Germaine. Ce prénom est vite prononcé quand j’évoque dans le village où j’habite, Néoules, l’idée de tirer le portrait d’anciens. Pour leurs savoirs, leurs valeurs, leurs expériences, leur vision du patrimoine local. Celui du Val d’Issole. Je ne la connais pas, ne l’ai jamais croisée. On me dit qu’elle ne sort plus. Sa fille, Yvette Cannizzaro, conseillère municipale, a bien voulu jouer les entremetteuses. Je la rencontre ainsi pour la première fois le jour de notre entretien. Et me rend compte par la même occasion qu’elle habite à une centaine de mètres de chez moi. La maison aux volets verts, m’avait indiqué Yvette.

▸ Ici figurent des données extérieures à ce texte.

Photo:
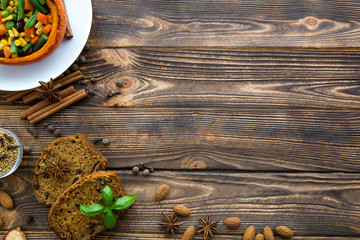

Et puis, tout Néoules connaît Jeannette. Elle tient l’épicerie appelée le « Coin du four », au cœur du village. Sa notoriété est accompagnée d’une immense sympathie, qu’elle renvoie sans détour dès qu’on franchit le pas de son magasin. Jeannette m’a toujours offert de larges sourires. Quand je lui ai proposé ce portrait, le contexte de sa publication, elle a hésité. Elle a évoqué la possibilité de le coordonner avec celui de Mme Guiol. Le rendez-vous a été long à prendre : ennuis de santé, vacances diverses, ont fait reculer le jour de la rencontre. Sa fille, Claude, l’a peut-être décidée à franchir le pas et à organiser le rendez-vous. J’attendais ce moment avec impatience.
Mme Guiol. Je n’osais y croire. Mère du maire en exercice de Néoules, cette femme dont je connaissais l’existence mais à peine le profil m’est pour ainsi dire imposée par Jeannette, l’épicière, la tenancière du « Coin du four », la mère de sa belle-fille. Sans avoir essayé de l’atteindre, je me vois donc comblée : je rencontre une des filles du pays. De plus, je me régale à l’idée de pénétrer cet endroit magique, lieu de son habitation : le château. Au cœur de village, là encore à quelques pas de chez moi.
Impossible d’éviter par ailleurs Mme Feuillère. Devenue une vedette à Néoules. Centenaire. Je suis introduite par une conseillère municipale, en charge de la vie des Seniors. Je rencontre donc pour la première fois Jeanne Feuillère, un lundi après-midi à la Salle polyvalente, là où s’organisent toutes les semaines, et pour les anciens, des jeux de société : belotte, tarot, scrabble. Elle est une habituée. Ponctuelle. Elle accepte volontiers mon invitation à nous entretenir et m’indique précisément son adresse au village. À deux pas de la mairie, en descendant la Calade, à droite.
Plus tôt, un 1er mai du début des années 2010, j’achète des cadres anciens à une dame aux cheveux bouclés et poivrés dans les rues de Néoules. Je déambule à travers le traditionnel vide-grenier du village et je viens d’acquérir pour presque rien des souvenirs de celle dont j’apprendrai un peu plus tard qu’elle est la mère de mon voisin. Janine Gast. Le début d’une rencontre, pleine de charme. On se croise régulièrement lors des festivités locales, échangeons quelques mots, voire plus, toujours avec goût et plaisir. Un jour où nos conversations seront plus élaborées, nous découvrirons que nos vies auraient pu se croiser. Un signe.